For the study, Monotype and Neurons surveyed 400 people using three kinds of stimuli: single words, a sentence using those words, and a sentence with the words including a brand. Each of these was set in three typefaces – FS Jack, a humanist sans; Gilroy, a geometric sans; and Cotford, a languid serif.
While these types look similar to brands consumers have seen, they were not associated with actual brands to avoid pre-existing associations. Respondents rated the combinations using a range of emotional metrics – such as how sincere, memorable, trustworthy or confident they felt.
Type Makes Brand Messaging Memorable
Setting “quality” in the Cotford Display. Regular sparked a 13 per cent increase in people’s judgement of relevance, a 10 per cent increase in how memorable it was and a nine per cent increase in trustworthiness.

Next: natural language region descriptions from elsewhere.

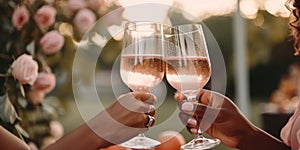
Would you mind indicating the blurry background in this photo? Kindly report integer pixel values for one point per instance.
(267, 57)
(253, 36)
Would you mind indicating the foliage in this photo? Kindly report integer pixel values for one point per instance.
(46, 31)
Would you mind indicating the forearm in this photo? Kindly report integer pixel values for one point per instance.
(79, 139)
(260, 140)
(10, 141)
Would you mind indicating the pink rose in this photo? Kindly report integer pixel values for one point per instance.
(84, 19)
(20, 17)
(25, 69)
(35, 97)
(56, 129)
(44, 82)
(95, 4)
(52, 42)
(75, 5)
(45, 16)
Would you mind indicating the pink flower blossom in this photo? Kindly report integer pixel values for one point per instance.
(45, 16)
(35, 97)
(20, 17)
(95, 4)
(25, 69)
(84, 19)
(56, 129)
(52, 42)
(44, 82)
(75, 5)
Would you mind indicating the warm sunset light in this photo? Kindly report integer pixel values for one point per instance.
(202, 9)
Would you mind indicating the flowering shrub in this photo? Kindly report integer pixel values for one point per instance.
(285, 98)
(35, 35)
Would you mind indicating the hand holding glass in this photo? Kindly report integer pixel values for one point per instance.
(189, 69)
(142, 65)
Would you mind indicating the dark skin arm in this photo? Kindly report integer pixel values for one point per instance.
(10, 141)
(119, 122)
(230, 125)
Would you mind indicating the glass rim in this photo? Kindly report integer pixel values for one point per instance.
(175, 30)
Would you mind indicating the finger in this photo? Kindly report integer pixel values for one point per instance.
(150, 121)
(188, 120)
(151, 110)
(178, 96)
(193, 108)
(190, 123)
(145, 97)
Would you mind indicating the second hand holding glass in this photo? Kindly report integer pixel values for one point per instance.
(188, 70)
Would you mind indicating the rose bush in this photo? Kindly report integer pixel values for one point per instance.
(25, 69)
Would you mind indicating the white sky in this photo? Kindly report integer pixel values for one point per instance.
(207, 8)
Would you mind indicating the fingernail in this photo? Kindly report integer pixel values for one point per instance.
(193, 130)
(187, 107)
(192, 121)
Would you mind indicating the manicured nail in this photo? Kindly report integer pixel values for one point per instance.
(192, 121)
(187, 107)
(193, 130)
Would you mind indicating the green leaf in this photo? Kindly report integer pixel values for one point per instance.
(7, 110)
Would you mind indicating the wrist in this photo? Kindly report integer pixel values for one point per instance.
(260, 140)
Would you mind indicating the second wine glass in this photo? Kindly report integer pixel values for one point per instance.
(188, 69)
(142, 66)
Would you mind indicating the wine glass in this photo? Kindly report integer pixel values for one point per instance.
(188, 69)
(142, 66)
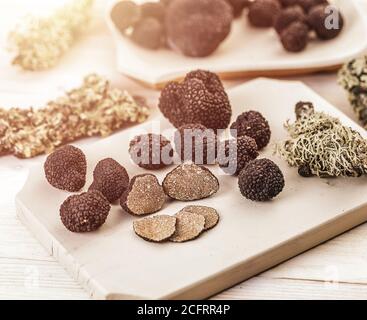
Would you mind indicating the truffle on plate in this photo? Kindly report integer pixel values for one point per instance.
(66, 168)
(110, 178)
(197, 27)
(261, 180)
(85, 212)
(200, 98)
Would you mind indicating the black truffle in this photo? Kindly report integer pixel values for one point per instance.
(261, 180)
(148, 33)
(237, 153)
(294, 38)
(200, 98)
(110, 178)
(197, 27)
(85, 212)
(262, 13)
(151, 151)
(318, 20)
(66, 168)
(288, 16)
(254, 125)
(196, 143)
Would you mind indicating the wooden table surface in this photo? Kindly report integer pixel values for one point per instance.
(334, 270)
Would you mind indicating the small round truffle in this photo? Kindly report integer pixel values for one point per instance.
(85, 212)
(148, 33)
(326, 25)
(197, 27)
(110, 178)
(254, 125)
(125, 14)
(200, 98)
(261, 180)
(66, 168)
(151, 151)
(196, 143)
(287, 16)
(294, 38)
(237, 153)
(262, 13)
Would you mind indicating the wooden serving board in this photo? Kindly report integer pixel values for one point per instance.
(113, 263)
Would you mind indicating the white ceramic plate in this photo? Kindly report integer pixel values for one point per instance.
(114, 263)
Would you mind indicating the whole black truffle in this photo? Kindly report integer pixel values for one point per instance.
(151, 151)
(262, 13)
(148, 33)
(254, 125)
(196, 143)
(237, 153)
(85, 212)
(110, 178)
(200, 98)
(197, 27)
(66, 168)
(326, 27)
(294, 38)
(288, 16)
(261, 180)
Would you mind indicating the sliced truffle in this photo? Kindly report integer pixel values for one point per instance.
(210, 214)
(261, 180)
(66, 168)
(324, 22)
(262, 13)
(144, 196)
(155, 229)
(200, 98)
(85, 212)
(110, 178)
(294, 38)
(254, 125)
(237, 153)
(196, 143)
(188, 227)
(151, 151)
(197, 27)
(190, 182)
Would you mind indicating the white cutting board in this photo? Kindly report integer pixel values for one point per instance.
(113, 263)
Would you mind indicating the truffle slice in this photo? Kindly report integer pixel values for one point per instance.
(144, 196)
(66, 168)
(261, 180)
(85, 212)
(210, 214)
(190, 182)
(254, 125)
(188, 227)
(110, 178)
(155, 229)
(199, 99)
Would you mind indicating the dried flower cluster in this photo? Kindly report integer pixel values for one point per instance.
(90, 110)
(325, 147)
(40, 42)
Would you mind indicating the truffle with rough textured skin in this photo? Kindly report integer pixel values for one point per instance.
(261, 180)
(196, 143)
(66, 168)
(85, 212)
(237, 153)
(151, 151)
(200, 98)
(144, 196)
(262, 13)
(110, 178)
(197, 27)
(254, 125)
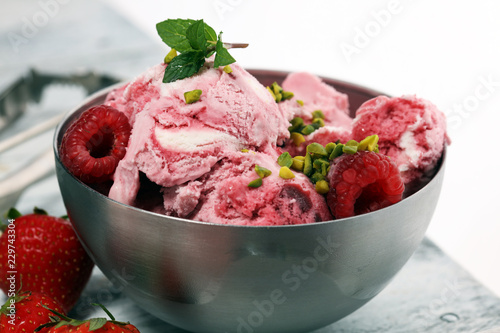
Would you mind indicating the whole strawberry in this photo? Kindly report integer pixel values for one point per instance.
(24, 312)
(64, 324)
(42, 253)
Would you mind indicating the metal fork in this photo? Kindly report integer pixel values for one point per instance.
(12, 187)
(13, 103)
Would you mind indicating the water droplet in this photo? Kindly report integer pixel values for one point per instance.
(449, 317)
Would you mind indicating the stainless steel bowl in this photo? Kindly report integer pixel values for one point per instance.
(207, 277)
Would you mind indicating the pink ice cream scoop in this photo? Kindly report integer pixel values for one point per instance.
(173, 142)
(316, 95)
(411, 130)
(224, 196)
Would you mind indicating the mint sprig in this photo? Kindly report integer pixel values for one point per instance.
(195, 41)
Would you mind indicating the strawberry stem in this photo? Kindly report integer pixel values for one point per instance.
(105, 310)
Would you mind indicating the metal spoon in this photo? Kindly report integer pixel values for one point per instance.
(12, 187)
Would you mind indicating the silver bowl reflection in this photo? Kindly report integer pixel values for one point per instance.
(207, 277)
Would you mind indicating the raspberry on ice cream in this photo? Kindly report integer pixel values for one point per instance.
(363, 182)
(411, 130)
(94, 144)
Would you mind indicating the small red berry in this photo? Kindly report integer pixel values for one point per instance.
(94, 144)
(363, 182)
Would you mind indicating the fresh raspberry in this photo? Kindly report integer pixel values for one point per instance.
(94, 144)
(363, 182)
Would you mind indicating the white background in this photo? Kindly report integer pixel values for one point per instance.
(445, 51)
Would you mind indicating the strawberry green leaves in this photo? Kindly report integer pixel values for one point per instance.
(196, 41)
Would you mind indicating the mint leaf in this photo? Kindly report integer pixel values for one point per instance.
(210, 33)
(173, 33)
(194, 40)
(222, 56)
(184, 65)
(195, 34)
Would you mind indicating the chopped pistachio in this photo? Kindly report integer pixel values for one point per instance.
(307, 130)
(316, 149)
(276, 88)
(337, 151)
(170, 56)
(286, 173)
(297, 138)
(192, 96)
(350, 147)
(318, 114)
(321, 165)
(316, 177)
(319, 121)
(297, 124)
(285, 159)
(322, 187)
(271, 92)
(308, 164)
(330, 147)
(255, 183)
(262, 172)
(278, 97)
(369, 143)
(287, 95)
(298, 164)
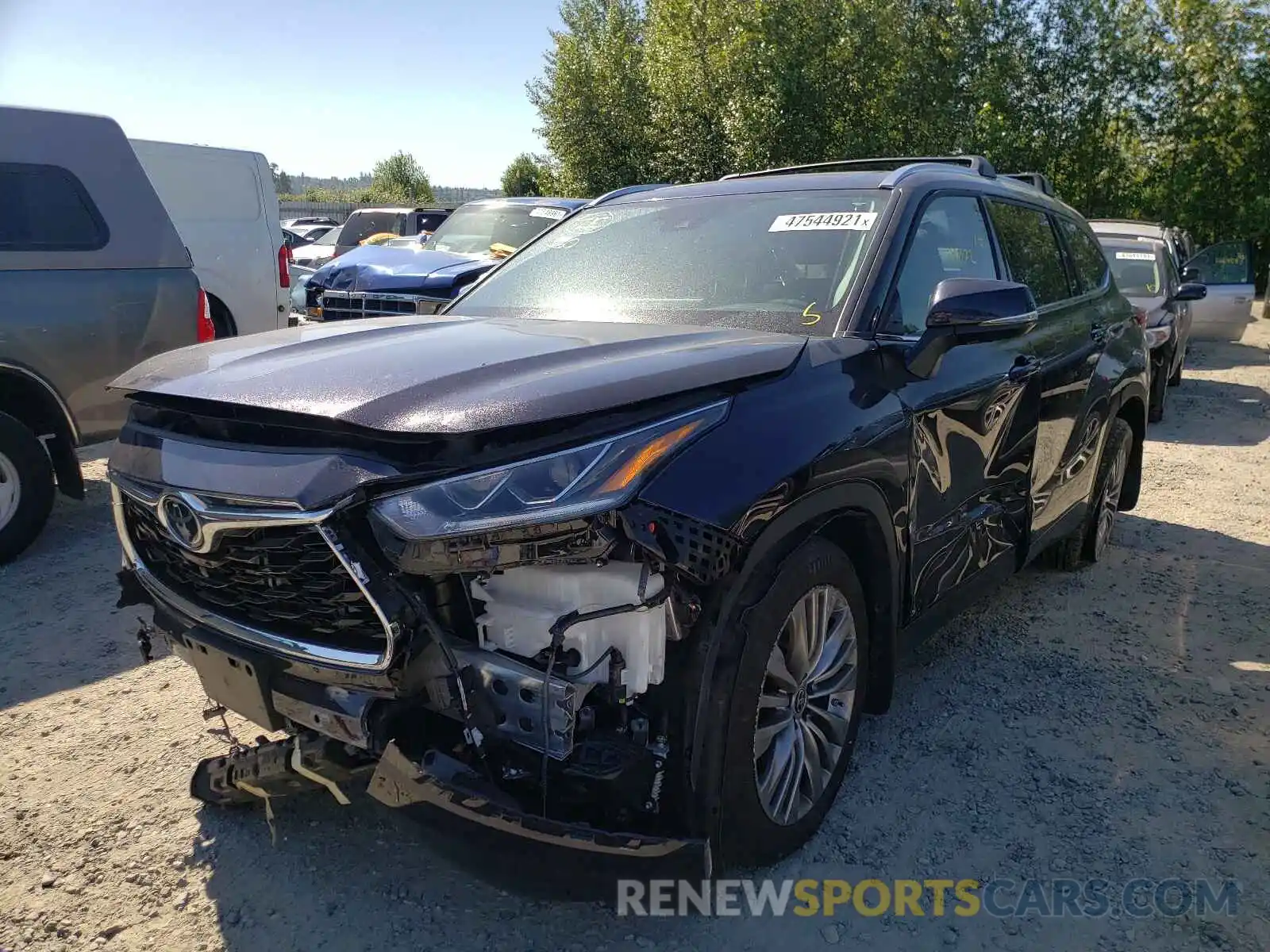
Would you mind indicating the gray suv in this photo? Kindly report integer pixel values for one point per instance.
(93, 279)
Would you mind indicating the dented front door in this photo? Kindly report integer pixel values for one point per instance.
(975, 437)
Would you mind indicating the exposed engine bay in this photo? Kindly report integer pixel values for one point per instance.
(529, 670)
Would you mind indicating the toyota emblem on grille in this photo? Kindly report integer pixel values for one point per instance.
(181, 520)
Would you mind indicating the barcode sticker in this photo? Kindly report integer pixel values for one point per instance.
(826, 221)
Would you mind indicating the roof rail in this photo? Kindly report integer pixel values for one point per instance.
(619, 192)
(975, 163)
(1035, 179)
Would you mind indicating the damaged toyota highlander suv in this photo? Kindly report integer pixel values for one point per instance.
(618, 550)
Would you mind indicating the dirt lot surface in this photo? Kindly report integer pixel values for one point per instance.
(1106, 724)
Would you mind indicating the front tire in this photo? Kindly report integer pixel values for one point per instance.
(1089, 543)
(795, 706)
(25, 488)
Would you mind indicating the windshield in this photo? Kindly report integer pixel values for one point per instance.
(361, 225)
(330, 238)
(1136, 268)
(779, 262)
(474, 230)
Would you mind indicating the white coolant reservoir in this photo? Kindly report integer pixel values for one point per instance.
(522, 605)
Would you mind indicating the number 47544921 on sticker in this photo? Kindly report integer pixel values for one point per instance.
(826, 221)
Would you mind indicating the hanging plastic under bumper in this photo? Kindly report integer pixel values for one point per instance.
(399, 782)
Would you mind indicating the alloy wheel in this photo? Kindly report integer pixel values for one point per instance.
(1110, 501)
(806, 704)
(10, 490)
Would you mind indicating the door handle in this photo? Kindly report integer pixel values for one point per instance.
(1024, 368)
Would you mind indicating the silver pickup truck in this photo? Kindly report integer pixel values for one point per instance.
(93, 279)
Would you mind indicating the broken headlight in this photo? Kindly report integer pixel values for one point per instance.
(582, 482)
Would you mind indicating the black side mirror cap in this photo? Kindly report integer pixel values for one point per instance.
(971, 309)
(1191, 291)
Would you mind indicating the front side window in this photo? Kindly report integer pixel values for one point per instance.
(1137, 266)
(1091, 266)
(495, 228)
(776, 262)
(1032, 251)
(46, 209)
(952, 241)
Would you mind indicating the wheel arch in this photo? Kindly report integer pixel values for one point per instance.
(855, 517)
(221, 317)
(36, 403)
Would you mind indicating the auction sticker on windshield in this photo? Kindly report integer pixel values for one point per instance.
(826, 221)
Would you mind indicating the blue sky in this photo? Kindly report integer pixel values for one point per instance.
(444, 80)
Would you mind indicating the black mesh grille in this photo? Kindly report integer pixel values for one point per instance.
(283, 579)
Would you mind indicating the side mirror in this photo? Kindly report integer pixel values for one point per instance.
(1191, 291)
(967, 310)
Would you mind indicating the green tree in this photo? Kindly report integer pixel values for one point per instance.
(399, 181)
(522, 177)
(594, 98)
(281, 181)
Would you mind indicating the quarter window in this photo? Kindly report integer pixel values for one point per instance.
(952, 241)
(46, 209)
(1032, 251)
(1091, 264)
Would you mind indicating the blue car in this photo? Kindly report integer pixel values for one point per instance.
(379, 281)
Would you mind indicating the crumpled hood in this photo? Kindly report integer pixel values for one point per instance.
(460, 374)
(402, 271)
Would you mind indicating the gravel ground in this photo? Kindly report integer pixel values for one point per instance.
(1086, 725)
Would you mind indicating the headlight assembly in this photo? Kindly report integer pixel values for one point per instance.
(567, 486)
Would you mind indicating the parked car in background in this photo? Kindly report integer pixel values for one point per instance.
(225, 209)
(422, 277)
(616, 551)
(1226, 271)
(93, 279)
(1146, 272)
(302, 235)
(1176, 241)
(317, 253)
(365, 222)
(310, 220)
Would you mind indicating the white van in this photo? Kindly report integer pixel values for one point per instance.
(225, 209)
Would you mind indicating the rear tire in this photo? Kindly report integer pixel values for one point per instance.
(791, 720)
(1090, 541)
(1159, 391)
(25, 488)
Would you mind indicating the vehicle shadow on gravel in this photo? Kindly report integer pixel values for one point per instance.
(1214, 413)
(1225, 355)
(60, 628)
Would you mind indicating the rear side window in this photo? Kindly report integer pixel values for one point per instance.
(429, 221)
(1032, 251)
(46, 209)
(1091, 266)
(1229, 263)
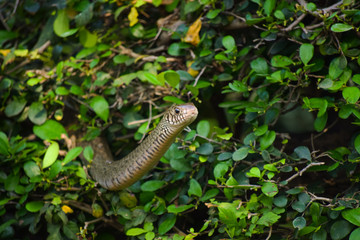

The Cotford serif has long associations with the world of fashion and luxury, meaning people’s subconscious reaction is driven by years of cultural association. The research showed Cotford Display Regular boosted people’s positive perceptions of the word ‘quality.’
FS Jack Regular created a nine per cent, seven per cent and three per cent increase in how innovative, prominent, and unique a single word is perceived to be.
While a sans serif, FS Jack Regular has a double-story “a” and “g,” which is considered a more humanist way of constructing letters, potentially impacting consumers’ response to the typeface. Results back the assumption that letters closer to calligraphy may prompt a deeper, instinctive emotional reaction.
Type makes consumers feel secure
FS Jack Regular boosted people’s sense of confidence by up to 12 per cent. By setting “trust” in FS Jack Regular, the research showed significant increases in the level of sincerity and honesty respondents attributed to the word. This again demonstrates how a typeface with strong roots in calligraphy can elicit an immediate sense of trust in the reader.
Gilroy Bold, which is used by a long list of household brands, showed a 5 per cent increase in how honest respondents felt a slogan was. Results underscore that geometric sans serifs have become visual shorthand for reliability and success.
Type gives brands a competitive edge
A slogan in Gilroy Bold showed a 12 per cent increase in prominence and a 5 per cent increase in competitor stand-out. Despite the prevalence of geometric sans serifs, respondents still felt that Gilroy Bold made for a more prominent slogan.
Statements set in the typeface tracked increases in competitor standout, uniqueness and innovation. The bold weight is likely to be a contributing factor, as well as the prevalence of this style of typeface, particularly in the tech and startup worlds.
The report introduces several key findings, and the authors also point out that the potential to uncover more through sentiment testing is vast, and future research will explore the emotional impact of type even further.
“This study shows that we have emotional relationships with type and our brains have a significant response to letter shape. The results in this study far exceed the typical 0-5 per cent positive response to typeface,” said Thomas Zoëga Ramsøy, founder and CEO of Neurons.
“The importance of branding has never been more evident, but these responses are typically unconscious, making them hard to measure with
traditional means. Here, the ability of applied neuroscience to uncover cognitive responses that help brands and creatives build high impact messages and experiences is clear.”
“Our work with Neurons reinforces type’s powerful effect on people. Simple shapes of a letter—what many take for granted—can spark a cognitive and emotional reaction, leading to a subconscious judgement around a brand’s honesty, sincerity or innovation,” said Phil Garnham, senior creative type director at Monotype.
“On the flip side, brands that take type for granted and employ a poorly chosen typeface risk alienating their customers, negatively impacting the bottom line.”